Design A Task Scheduler - System Design

System requirements

Functional:

Task creation - create/delete
Task execution - start/stop
Tasks orgnization - one task can be executed after the completion of previous task
Task prioritization - critical tasks can be executed ahead of less critical tasks
Handling recurring tasks
User notification - completion, failure, retrial, etc.
Latency configurable - User can define an acceptable latencies for the task execution.

Non-Functional:

Fault Tolerance. Implement mechanisms for seamless failover to handle master or worker node failures without service disruption
Scalibity. System should be able handle thousands of tasks being executed concurrently.
Reliability. System should be highly reliable to make the tasks executed as expected.

Capacity estimation

Task creation 10/s
Task execution 10000/s
Concurrent tasks assume each task take 5 mins, in total 3 million tasks running concurrently
Average size of data that each task created is 1 kb, so it would be 10 KB data created per second and 10 * 60 * 60 * 24 = 864000 KB = 864 MB per day
If we store data for 2 years, it would be 864 * 365 * 2 = 631 GB
Bandwidth usage: 10 KB * 8 * 3 = 240 Kbps

API design

Post /api/v1/user/login

Params userName/email, password

Return status, accessToken, refreshToken

Task creation

Post /api/v1/task/create

Params accessToken, taskName, taskDesc, maxRetries, userId, priority, associations (upstream or downstream of current task), payload, code to be executed (passed through page, could be a sql query or a code snippet)

Task execution

Get /api/v1/task/execute

Params accessToken, taskId, dateTime

Task cancelation

Get /api/v1/task/cancel

Params accessToken, taskId

Database design

Task metadata table

taskId, taskName, payload, maxRetries, priority, associations, taskDesc, codeSnippet, createTime.

Task execution table

taskId, startTime, stopTime, duration, status, errorMessage

Relational database is good for managing task dependencis, and also natively support optimitic locking mechnicm to prevent race conditions, so we'll choose Relational database for our design.
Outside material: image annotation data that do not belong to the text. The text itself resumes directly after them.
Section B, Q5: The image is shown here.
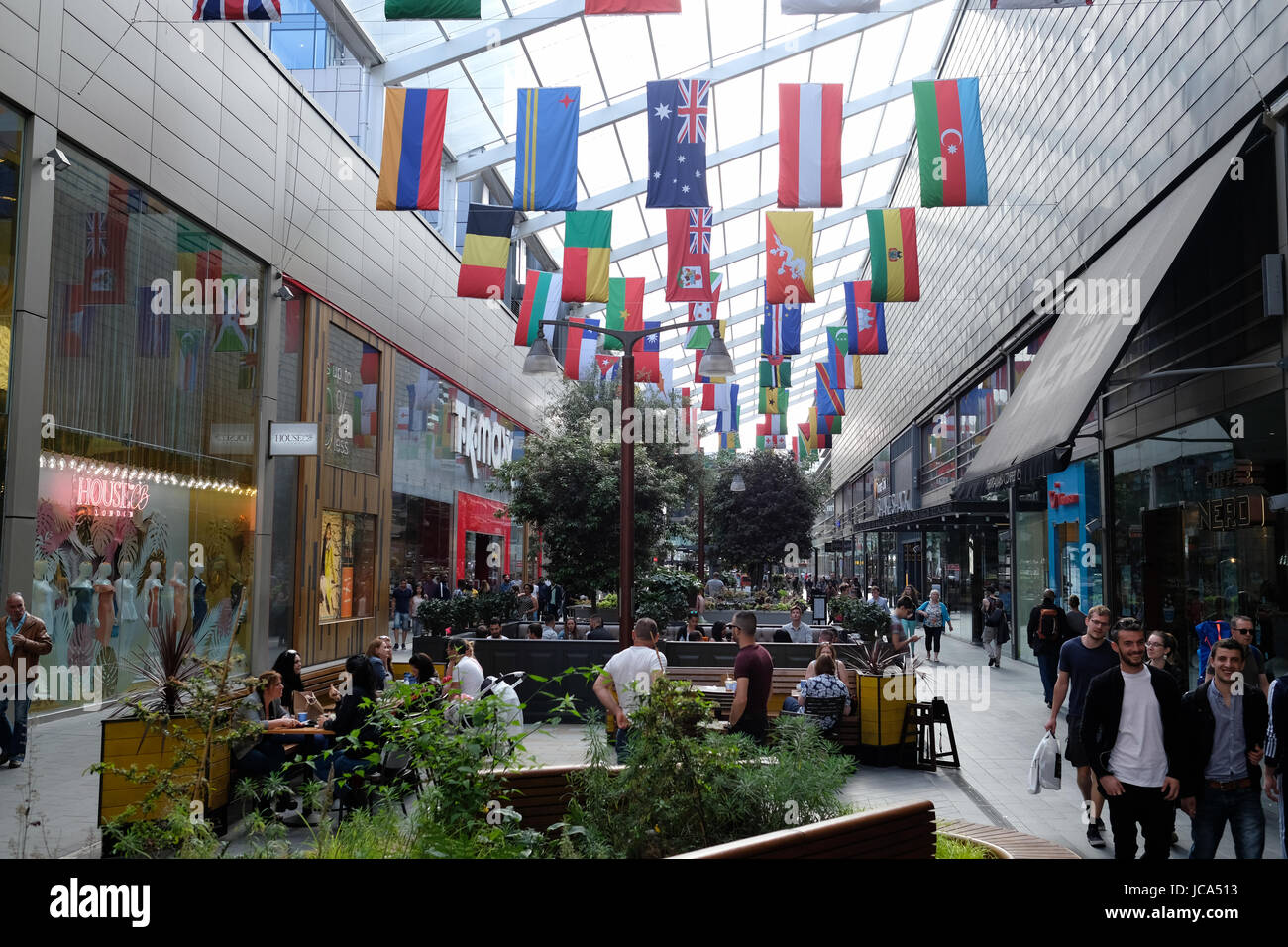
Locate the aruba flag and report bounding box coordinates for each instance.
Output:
[912,78,988,207]
[514,87,580,212]
[868,207,921,303]
[563,210,613,303]
[376,89,447,210]
[845,281,886,356]
[456,204,514,299]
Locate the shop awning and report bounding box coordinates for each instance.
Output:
[953,125,1250,500]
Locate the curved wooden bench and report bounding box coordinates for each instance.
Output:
[939,819,1082,858]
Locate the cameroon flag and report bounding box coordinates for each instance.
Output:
[563,210,613,303]
[868,207,921,303]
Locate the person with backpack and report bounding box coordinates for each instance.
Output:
[1029,588,1068,707]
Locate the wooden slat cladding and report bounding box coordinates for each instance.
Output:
[292,296,394,665]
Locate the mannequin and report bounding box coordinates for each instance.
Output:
[192,566,206,631]
[166,562,192,634]
[94,562,116,648]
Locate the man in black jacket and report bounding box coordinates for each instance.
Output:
[1181,638,1270,858]
[1082,618,1185,860]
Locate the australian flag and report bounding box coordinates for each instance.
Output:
[645,78,711,207]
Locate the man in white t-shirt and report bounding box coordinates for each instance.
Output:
[1082,618,1186,861]
[595,618,666,763]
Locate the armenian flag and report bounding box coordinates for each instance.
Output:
[912,78,988,207]
[514,87,580,212]
[563,210,613,303]
[456,204,514,299]
[868,207,921,303]
[376,89,447,210]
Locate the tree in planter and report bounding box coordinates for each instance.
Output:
[489,381,702,601]
[705,451,828,581]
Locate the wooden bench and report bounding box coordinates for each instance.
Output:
[673,801,935,858]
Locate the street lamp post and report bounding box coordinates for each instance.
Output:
[537,318,733,648]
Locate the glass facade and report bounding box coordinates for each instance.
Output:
[38,143,262,693]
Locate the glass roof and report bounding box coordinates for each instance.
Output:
[343,0,961,450]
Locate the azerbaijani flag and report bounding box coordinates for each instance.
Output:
[868,207,921,303]
[912,78,988,207]
[376,89,447,210]
[604,277,644,352]
[514,269,563,346]
[845,279,886,356]
[563,210,613,303]
[456,204,514,300]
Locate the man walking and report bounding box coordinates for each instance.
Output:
[729,612,774,743]
[0,592,54,768]
[1082,618,1185,861]
[1029,588,1069,707]
[1046,605,1118,848]
[593,618,666,763]
[1181,637,1270,858]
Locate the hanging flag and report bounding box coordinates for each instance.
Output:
[765,210,814,305]
[666,207,715,303]
[782,0,879,16]
[456,204,514,300]
[684,273,725,349]
[756,388,789,415]
[376,89,447,210]
[778,82,845,207]
[385,0,483,20]
[514,87,580,212]
[760,356,793,388]
[760,297,802,356]
[814,362,845,415]
[912,78,988,207]
[563,210,613,303]
[514,269,563,346]
[644,78,711,207]
[867,207,921,303]
[564,318,600,381]
[587,0,680,10]
[192,0,282,20]
[136,286,170,359]
[845,281,886,356]
[604,277,644,352]
[827,326,863,390]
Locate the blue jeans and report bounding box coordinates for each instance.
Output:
[0,699,31,763]
[1037,651,1060,707]
[1190,783,1266,858]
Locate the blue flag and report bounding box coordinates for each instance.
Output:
[645,78,711,207]
[514,87,581,210]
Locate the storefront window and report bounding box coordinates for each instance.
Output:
[39,143,262,694]
[323,325,380,474]
[318,510,376,621]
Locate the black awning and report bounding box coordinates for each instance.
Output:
[953,125,1250,500]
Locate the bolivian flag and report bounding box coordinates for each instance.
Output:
[376,89,447,210]
[563,210,613,303]
[456,204,514,300]
[868,207,921,303]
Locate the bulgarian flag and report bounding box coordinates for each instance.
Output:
[604,277,644,351]
[912,78,988,207]
[868,207,921,303]
[563,210,613,303]
[514,269,563,346]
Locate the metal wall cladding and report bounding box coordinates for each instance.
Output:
[832,0,1288,489]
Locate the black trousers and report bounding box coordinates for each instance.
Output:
[1105,783,1176,861]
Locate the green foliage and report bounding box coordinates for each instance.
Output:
[707,451,829,578]
[490,381,702,599]
[562,678,854,858]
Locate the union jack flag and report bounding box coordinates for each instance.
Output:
[690,207,715,254]
[675,78,711,145]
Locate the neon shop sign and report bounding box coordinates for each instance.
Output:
[73,476,149,517]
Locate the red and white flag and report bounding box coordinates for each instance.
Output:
[778,82,845,207]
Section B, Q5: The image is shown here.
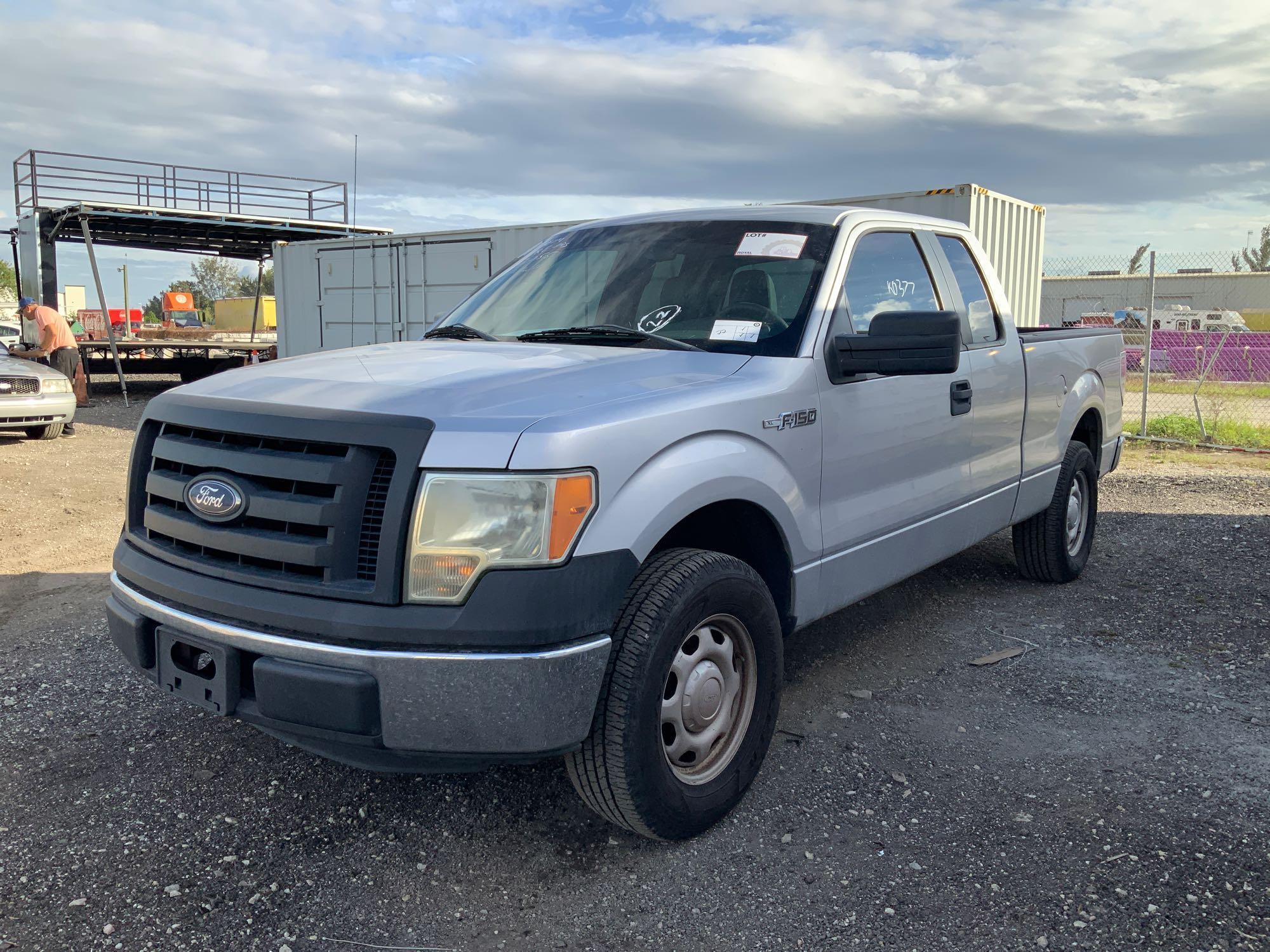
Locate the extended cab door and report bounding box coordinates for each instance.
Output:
[927,231,1026,538]
[817,226,974,612]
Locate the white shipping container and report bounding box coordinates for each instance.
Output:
[273,184,1045,357]
[803,184,1045,327]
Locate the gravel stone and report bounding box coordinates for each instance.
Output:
[0,388,1270,952]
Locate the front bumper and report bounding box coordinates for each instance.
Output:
[107,572,610,772]
[0,393,75,430]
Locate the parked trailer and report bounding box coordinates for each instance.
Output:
[273,222,579,357]
[804,183,1045,327]
[273,184,1045,357]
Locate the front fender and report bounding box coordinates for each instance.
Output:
[578,432,820,566]
[1011,371,1107,522]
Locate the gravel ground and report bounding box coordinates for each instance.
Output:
[0,382,1270,952]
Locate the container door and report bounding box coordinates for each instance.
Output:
[318,245,401,350]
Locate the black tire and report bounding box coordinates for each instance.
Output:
[1013,440,1099,584]
[27,423,66,439]
[566,548,784,839]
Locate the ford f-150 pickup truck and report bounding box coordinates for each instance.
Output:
[108,206,1123,839]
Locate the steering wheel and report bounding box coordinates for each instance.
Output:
[723,301,790,330]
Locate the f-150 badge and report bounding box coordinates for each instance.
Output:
[763,406,815,430]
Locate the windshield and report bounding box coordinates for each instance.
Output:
[432,220,834,357]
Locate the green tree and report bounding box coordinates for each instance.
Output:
[237,264,273,297]
[189,258,243,311]
[1231,225,1270,272]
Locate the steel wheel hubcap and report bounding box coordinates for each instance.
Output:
[1066,472,1090,555]
[660,614,758,783]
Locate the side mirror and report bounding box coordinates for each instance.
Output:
[828,311,961,383]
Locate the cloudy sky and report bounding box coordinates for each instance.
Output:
[0,0,1270,306]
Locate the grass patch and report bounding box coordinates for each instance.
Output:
[1124,414,1270,449]
[1120,442,1270,472]
[1124,373,1270,400]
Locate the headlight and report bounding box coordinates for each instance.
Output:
[405,472,596,602]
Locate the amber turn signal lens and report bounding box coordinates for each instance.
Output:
[547,472,596,560]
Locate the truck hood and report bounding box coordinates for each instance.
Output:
[165,340,749,468]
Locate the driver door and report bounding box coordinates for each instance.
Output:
[818,227,974,612]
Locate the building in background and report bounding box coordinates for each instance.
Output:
[58,284,88,317]
[211,294,278,334]
[1040,267,1270,330]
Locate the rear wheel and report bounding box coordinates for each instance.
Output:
[1013,440,1099,583]
[27,423,66,439]
[568,548,782,839]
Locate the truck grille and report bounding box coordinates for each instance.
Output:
[0,377,39,397]
[128,414,431,600]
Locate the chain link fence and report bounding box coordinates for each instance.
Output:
[1040,251,1270,449]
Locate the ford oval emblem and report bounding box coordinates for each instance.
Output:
[185,476,246,522]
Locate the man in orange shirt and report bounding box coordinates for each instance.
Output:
[9,297,80,437]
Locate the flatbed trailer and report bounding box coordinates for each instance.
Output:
[79,334,274,382]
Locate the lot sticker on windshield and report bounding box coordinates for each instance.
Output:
[635,305,683,334]
[710,321,763,343]
[735,231,806,258]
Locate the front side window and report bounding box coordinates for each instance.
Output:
[833,231,940,334]
[939,235,1001,344]
[444,220,836,357]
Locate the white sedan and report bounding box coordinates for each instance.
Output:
[0,343,75,439]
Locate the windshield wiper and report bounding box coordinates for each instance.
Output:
[423,324,498,340]
[517,324,701,350]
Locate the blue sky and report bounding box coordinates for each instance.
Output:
[0,0,1270,306]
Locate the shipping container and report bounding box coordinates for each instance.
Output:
[804,184,1045,327]
[163,291,196,312]
[273,222,579,357]
[79,307,142,340]
[206,294,278,334]
[273,185,1045,357]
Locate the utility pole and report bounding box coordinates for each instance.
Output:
[118,264,132,338]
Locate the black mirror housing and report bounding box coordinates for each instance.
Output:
[827,311,961,383]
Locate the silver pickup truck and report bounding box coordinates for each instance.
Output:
[108,206,1124,839]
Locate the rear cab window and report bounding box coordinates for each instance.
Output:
[936,235,1001,347]
[829,231,940,334]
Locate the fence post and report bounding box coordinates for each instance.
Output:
[1138,251,1156,438]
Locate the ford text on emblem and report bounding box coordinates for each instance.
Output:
[763,406,815,430]
[185,476,246,522]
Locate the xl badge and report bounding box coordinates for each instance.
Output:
[185,476,246,522]
[763,406,815,430]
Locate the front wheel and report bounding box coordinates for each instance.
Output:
[568,548,782,839]
[1013,440,1099,583]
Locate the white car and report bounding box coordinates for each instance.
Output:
[0,343,75,439]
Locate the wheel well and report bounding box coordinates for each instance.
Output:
[649,499,795,635]
[1072,407,1102,467]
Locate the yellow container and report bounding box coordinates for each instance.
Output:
[211,294,278,334]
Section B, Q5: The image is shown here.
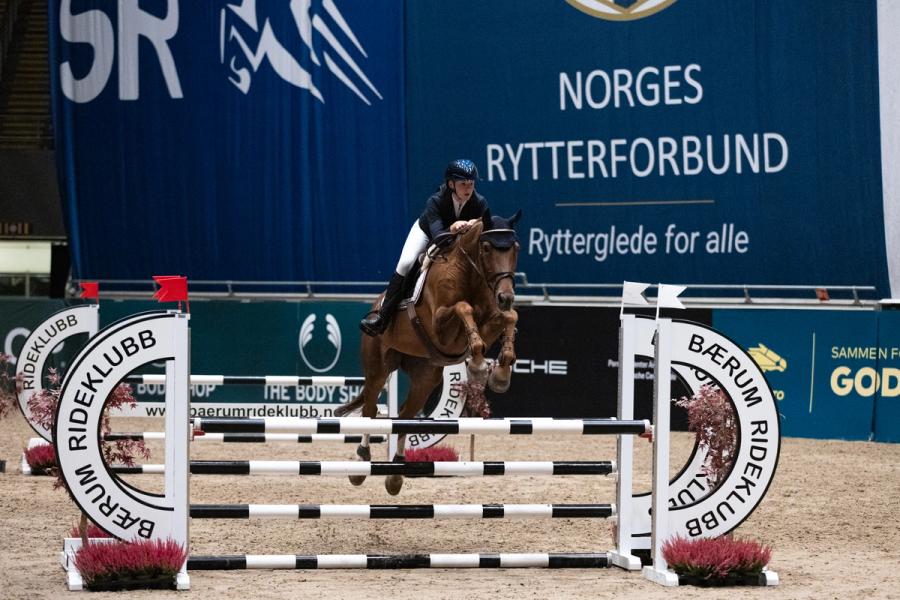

To futher speed up the processing time, ensure minimal latency and reduce the pressure for the database, we can store the data into Cache such as Redis or Memcache.

We also introduced Elastic Search to basically storing the log data in terms of visualizing through Kibana, so we can easily check the logs and find out the issues.

High-level design

Show as diagram

Auth Service - Handling token generation

Scheduling Service - Receive and process task creation and execution requests, persist the metadata into database and publish the task to the Message Queue

Execution Service - Consume the tasks from Message queue, process it based on priorities and dependencies.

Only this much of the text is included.